No plano das intenções é muito claro: a reabilitação da Baixa do Porto só faz sentido se trouxer novos inquilinos, de preferência jovens, e se conseguir manter, senão todos, pelo menos uma parte dos atuais residentes. Mas das intenções à realidade vai uma enorme distância. A “febre do turismo” tomou conta dos proprietários e investidores que espreitam a oportunidade de abrir novas unidades hoteleiras ou alojamentos locais – os chamados “hostels” – e a pressão sobre os inquilinos e os pequenos comerciantes para que saiam é cada vez mais forte.
“Jorge” fala mesmo em “bulling imobiliário”. Dono de um estabelecimento comercial na Ribeira, que pede para não identificar bem como o seu verdadeiro nome, fala das constantes visitas de advogados que se apresentam como representantes dos novos proprietários do prédio e que, de forma discreta, o “aconselham” a sair. “E isso é bulling”? – pergunto. Sim, responde “Jorge”, “na medida em que exercem violência psicológica com ameaças feitas de forma educada mas que não deixam de ser ameaças”.
Desde que o anterior senhorio faleceu, “Jorge” deixou de saber a quem o prédio pertence. Guarda religiosamente todos os papeis de uma relação contratual de décadas, mas sente que de pouco lhe valem. “Estou a lidar com uma empresa muito forte, poderosa, que quer fazer um investimento e tem o aval das entidades competentes” – desabafa o comerciante.
Pressão idêntica sentiu já José Silva, cabeleireiro de senhoras com salão montado há 53 anos na Rua Mouzinho da Silveira. Vive sozinho nas traseiras do salão, num prédio que apresenta evidentes sinais de degradação. “Eu nasci aqui, andei a jogar aqui à bola na rua, andei aqui a correr atrás dos carros elétricos e não quero que me façam o que fizeram à minha irmã que a mandaram para a beira da Via Norte”. De cigarro nos dedos e revolta na voz, José Silva diz que já foi abordado por um arquiteto que lhe ofereceu, em nome do proprietário do prédio, um apartamento na Rua dos Mártires da Liberdade, no Porto. “Recusei, claro! Não me cabia lá nada das minhas coisas”, esclarece.
Histórias como a de José Silva e “Jorge” chegam, com cada vez mais frequência, à secretária do presidente da Junta de Freguesia da Zona Histórica do Porto, que segue, com apreensão, o esvaziamento do centro da cidade. Há trinta anos, a população adulta das freguesias de Cedofeita, Sé, São Nicolau, Vitória e Santo Ildefonso rondava os 105 mil residentes. Hoje em dia fica-se pelos 30 mil. O diagnóstico da António Fonseca é claro: “Se nós perdemos esta população daqui perdemos – contrariamente ao que se pensa – a parte mas atrativa para o turismo que é a nossa cultura local”.

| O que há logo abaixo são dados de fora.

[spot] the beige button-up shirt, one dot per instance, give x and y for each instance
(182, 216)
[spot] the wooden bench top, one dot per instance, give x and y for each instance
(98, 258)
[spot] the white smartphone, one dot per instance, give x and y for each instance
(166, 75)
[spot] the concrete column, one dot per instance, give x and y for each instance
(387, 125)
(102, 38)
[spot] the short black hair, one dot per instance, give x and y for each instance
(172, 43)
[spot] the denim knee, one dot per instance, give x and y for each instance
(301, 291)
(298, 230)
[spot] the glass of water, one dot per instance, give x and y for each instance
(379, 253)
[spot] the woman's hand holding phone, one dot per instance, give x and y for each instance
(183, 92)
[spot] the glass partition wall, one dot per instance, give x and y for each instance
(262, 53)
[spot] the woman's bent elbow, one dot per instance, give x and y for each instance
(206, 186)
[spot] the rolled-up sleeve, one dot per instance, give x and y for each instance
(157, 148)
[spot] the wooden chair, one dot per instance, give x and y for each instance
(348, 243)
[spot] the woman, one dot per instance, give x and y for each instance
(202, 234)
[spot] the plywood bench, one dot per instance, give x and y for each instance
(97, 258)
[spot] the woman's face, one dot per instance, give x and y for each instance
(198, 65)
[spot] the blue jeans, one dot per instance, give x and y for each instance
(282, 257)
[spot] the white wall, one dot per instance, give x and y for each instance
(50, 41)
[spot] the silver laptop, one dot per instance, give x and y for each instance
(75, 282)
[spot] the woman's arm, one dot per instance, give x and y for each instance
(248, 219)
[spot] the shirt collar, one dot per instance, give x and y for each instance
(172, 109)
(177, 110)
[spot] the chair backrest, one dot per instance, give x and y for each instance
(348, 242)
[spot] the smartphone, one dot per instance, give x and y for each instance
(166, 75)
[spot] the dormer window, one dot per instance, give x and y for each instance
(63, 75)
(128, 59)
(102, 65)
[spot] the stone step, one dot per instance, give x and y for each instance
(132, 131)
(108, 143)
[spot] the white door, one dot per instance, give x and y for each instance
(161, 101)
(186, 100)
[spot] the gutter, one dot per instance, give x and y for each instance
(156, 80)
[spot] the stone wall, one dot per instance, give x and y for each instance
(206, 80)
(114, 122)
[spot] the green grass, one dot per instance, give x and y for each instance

Para travar o processo de gentrificação da Baixa do Porto – termo que designa a valorização de determinada zona urbana com o consequente afastamento dos habitantes locais -o presidente da Junta propõe o estabelecimento de quotas para moradores, solução já experimentada noutras latitudes mas que não colhe a simpatia do presidente da Câmara do Porto, avesso a modelos de proibição. Rui Moreira, que em tempos presidiu à Sociedade de Reabilitação Urbana (SRU), defende “políticas pró-ativas que façam com que as pessoas queiram viver outra vez na Baixa”.
O problema, responde António Fonseca, é a enorme especulação imobiliária a que se assiste, com “espaços que poderiam ser arrendados por 300 ou 400 euros e que estão a custar 1000 euros”.
Rui Moreira reconhece que “temos de ter cuidado para que o turismo não expulse os habitantes tradicionais porque isso iria derreter a cidade e então, sim, teríamos uma Disneylandização do Porto”.
“Jorge”, o comerciante do início desta história, resume numa frase o sentimento de muitos dos que ainda resistem na Ribeira: “agora que esta zona estava a ficar boa e próspera é que nos tentam puxar o tapete debaixo dos pés”.